Van Cato Konijn is weinig bekend. Ze was niet uit Aalten afkomstig, maar werd op 11 april 1894 geboren in Haarlem als dochter van Aron Konijn en Elisabeth Eva du Mosch. Cato had een jongere zus, Louise, die geboren werd op 24 april 1898 en op 28 januari 1944 in Auschwitz is vermoord. Deze Louise was getrouwd met Barend Bouwman, die op dezelfde dag als zijn vrouw in Auschwitz om het leven is gebracht. Ze hadden een zoon, Arnold Louis Bouwman, die de oorlog heeft overleefd.
Het vermoeden bestaat, dat Cato zwak begaafd was en niet voor zichzelf kon zorgen. Dat zou de reden kunnen zijn waarom zij bij het gezin van Roberth en Rozetta Fuldauer inwoonde. Waar Cato gebleven is toen in oktober 1942 het hele gezin Fuldauer gedeporteerd werd en een maand later het huis gevorderd werd, is niet te achterhalen. Misschien heeft ze bij een van de andere Joodse families onderdak gekregen.

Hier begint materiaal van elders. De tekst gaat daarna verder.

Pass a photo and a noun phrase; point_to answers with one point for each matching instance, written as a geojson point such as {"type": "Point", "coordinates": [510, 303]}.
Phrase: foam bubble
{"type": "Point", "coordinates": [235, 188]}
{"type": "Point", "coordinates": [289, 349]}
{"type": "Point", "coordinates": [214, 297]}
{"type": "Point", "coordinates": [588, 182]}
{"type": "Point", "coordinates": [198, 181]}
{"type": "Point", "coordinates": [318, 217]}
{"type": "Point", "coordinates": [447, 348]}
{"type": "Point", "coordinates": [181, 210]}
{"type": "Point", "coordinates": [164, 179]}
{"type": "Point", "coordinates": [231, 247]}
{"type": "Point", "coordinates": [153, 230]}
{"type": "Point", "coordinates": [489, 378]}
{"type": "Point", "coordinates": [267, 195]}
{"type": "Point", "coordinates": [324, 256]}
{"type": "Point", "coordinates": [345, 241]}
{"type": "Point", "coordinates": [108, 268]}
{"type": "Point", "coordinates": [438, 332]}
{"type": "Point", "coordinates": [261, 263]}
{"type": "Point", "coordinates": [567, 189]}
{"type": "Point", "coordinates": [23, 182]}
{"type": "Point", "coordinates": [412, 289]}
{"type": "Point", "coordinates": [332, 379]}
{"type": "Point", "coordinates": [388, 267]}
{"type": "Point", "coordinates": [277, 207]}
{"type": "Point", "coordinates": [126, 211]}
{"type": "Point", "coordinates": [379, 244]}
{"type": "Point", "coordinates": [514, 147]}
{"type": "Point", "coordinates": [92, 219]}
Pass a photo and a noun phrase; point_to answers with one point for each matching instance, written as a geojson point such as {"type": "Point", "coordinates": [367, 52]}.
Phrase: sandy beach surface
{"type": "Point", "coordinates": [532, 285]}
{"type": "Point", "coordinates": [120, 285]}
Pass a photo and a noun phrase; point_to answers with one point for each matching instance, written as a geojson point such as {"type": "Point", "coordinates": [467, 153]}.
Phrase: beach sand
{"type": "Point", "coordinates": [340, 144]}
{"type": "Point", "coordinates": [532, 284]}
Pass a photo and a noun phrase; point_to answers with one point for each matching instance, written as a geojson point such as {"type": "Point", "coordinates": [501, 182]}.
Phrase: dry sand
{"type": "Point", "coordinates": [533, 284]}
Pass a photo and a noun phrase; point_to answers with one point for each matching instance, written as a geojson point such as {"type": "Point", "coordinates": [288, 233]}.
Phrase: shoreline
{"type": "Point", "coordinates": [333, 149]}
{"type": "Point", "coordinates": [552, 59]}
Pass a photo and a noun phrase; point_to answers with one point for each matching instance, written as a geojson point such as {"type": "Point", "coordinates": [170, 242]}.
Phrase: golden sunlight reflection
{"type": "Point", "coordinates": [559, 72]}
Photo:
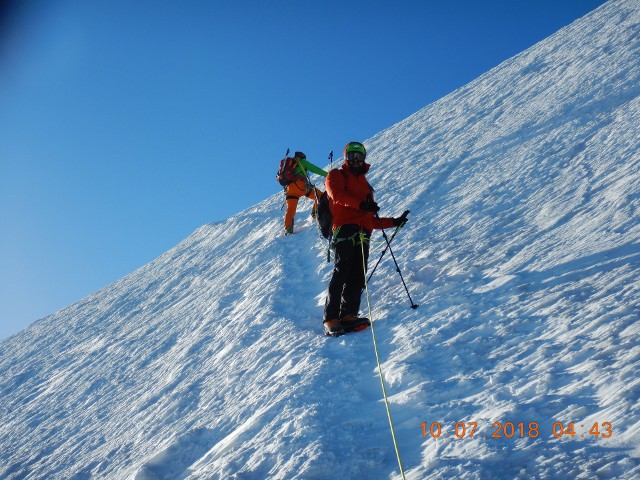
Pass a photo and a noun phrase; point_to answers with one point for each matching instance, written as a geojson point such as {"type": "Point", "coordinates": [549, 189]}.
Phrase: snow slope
{"type": "Point", "coordinates": [523, 251]}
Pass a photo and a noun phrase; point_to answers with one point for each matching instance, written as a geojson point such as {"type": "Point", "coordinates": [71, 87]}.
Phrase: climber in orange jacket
{"type": "Point", "coordinates": [354, 213]}
{"type": "Point", "coordinates": [301, 187]}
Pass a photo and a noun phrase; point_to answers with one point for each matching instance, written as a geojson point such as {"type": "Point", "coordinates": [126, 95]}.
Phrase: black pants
{"type": "Point", "coordinates": [347, 282]}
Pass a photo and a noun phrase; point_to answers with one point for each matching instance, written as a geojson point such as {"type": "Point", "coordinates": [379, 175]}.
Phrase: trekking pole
{"type": "Point", "coordinates": [404, 215]}
{"type": "Point", "coordinates": [413, 305]}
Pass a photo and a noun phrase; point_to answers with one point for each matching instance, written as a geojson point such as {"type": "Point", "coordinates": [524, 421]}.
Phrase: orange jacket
{"type": "Point", "coordinates": [346, 192]}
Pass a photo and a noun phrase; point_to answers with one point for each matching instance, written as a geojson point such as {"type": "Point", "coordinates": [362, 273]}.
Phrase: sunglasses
{"type": "Point", "coordinates": [356, 157]}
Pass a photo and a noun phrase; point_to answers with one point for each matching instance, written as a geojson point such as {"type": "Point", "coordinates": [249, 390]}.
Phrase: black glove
{"type": "Point", "coordinates": [370, 206]}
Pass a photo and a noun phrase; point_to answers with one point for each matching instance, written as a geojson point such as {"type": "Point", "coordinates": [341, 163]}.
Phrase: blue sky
{"type": "Point", "coordinates": [125, 125]}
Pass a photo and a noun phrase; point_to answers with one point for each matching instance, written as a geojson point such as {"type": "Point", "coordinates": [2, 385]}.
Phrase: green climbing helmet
{"type": "Point", "coordinates": [355, 151]}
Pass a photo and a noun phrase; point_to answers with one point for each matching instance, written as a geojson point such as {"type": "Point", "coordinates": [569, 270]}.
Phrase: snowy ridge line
{"type": "Point", "coordinates": [521, 249]}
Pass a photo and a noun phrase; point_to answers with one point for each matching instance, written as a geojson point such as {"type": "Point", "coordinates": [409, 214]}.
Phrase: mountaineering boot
{"type": "Point", "coordinates": [350, 322]}
{"type": "Point", "coordinates": [333, 328]}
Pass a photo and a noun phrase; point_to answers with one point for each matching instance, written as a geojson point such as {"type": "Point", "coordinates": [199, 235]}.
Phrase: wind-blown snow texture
{"type": "Point", "coordinates": [523, 251]}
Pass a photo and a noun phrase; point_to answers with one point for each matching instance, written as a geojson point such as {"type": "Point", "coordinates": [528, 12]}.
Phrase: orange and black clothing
{"type": "Point", "coordinates": [348, 193]}
{"type": "Point", "coordinates": [301, 187]}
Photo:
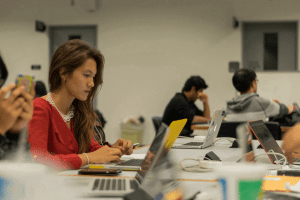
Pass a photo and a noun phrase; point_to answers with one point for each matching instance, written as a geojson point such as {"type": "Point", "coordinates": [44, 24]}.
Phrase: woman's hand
{"type": "Point", "coordinates": [124, 145]}
{"type": "Point", "coordinates": [27, 110]}
{"type": "Point", "coordinates": [105, 154]}
{"type": "Point", "coordinates": [10, 108]}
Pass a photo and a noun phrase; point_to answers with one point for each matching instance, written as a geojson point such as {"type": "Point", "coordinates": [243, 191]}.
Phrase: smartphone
{"type": "Point", "coordinates": [100, 171]}
{"type": "Point", "coordinates": [136, 145]}
{"type": "Point", "coordinates": [25, 80]}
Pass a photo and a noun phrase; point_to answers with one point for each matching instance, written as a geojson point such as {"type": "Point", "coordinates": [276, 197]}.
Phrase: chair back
{"type": "Point", "coordinates": [156, 122]}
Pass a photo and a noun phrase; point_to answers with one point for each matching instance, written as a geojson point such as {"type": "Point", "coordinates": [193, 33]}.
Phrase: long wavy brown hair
{"type": "Point", "coordinates": [66, 59]}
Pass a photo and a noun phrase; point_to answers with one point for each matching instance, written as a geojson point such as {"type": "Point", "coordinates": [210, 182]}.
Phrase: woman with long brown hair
{"type": "Point", "coordinates": [60, 132]}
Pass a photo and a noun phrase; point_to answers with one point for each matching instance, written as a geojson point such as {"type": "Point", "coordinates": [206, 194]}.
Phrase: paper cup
{"type": "Point", "coordinates": [241, 181]}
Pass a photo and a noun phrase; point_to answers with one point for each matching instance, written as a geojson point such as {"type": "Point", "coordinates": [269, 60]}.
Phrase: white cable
{"type": "Point", "coordinates": [277, 161]}
{"type": "Point", "coordinates": [194, 168]}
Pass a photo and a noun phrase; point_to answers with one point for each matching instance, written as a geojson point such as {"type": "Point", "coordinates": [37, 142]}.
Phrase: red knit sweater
{"type": "Point", "coordinates": [51, 140]}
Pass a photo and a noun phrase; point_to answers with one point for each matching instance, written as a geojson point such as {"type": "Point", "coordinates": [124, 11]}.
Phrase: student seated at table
{"type": "Point", "coordinates": [291, 143]}
{"type": "Point", "coordinates": [15, 113]}
{"type": "Point", "coordinates": [249, 105]}
{"type": "Point", "coordinates": [61, 129]}
{"type": "Point", "coordinates": [182, 105]}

Op 26 februari 1943 is zij in bewaring gesteld door de burgemeester van Aalten, omdat ze rondzwierf. Op 8 maart gaf de rechter toestemming om haar op te nemen in Groot Graffel in Warnsveld, wat ook dezelfde dag nog gebeurde. Een maand later, op 8 april 1943, werd ze ‘niet hersteld ontslagen’ uit de instelling in Warnsveld en overgebracht naar het Israëlitisch Noodziekenhuis in Zutphen van waaruit ze in de nacht van 9 op 10 april werd overgebracht naar Westerbork. Van daaruit is zij op 13 april op transport gesteld naar Sobibor, waar ze direct na aankomst, op 16 april 1943, is vermoord.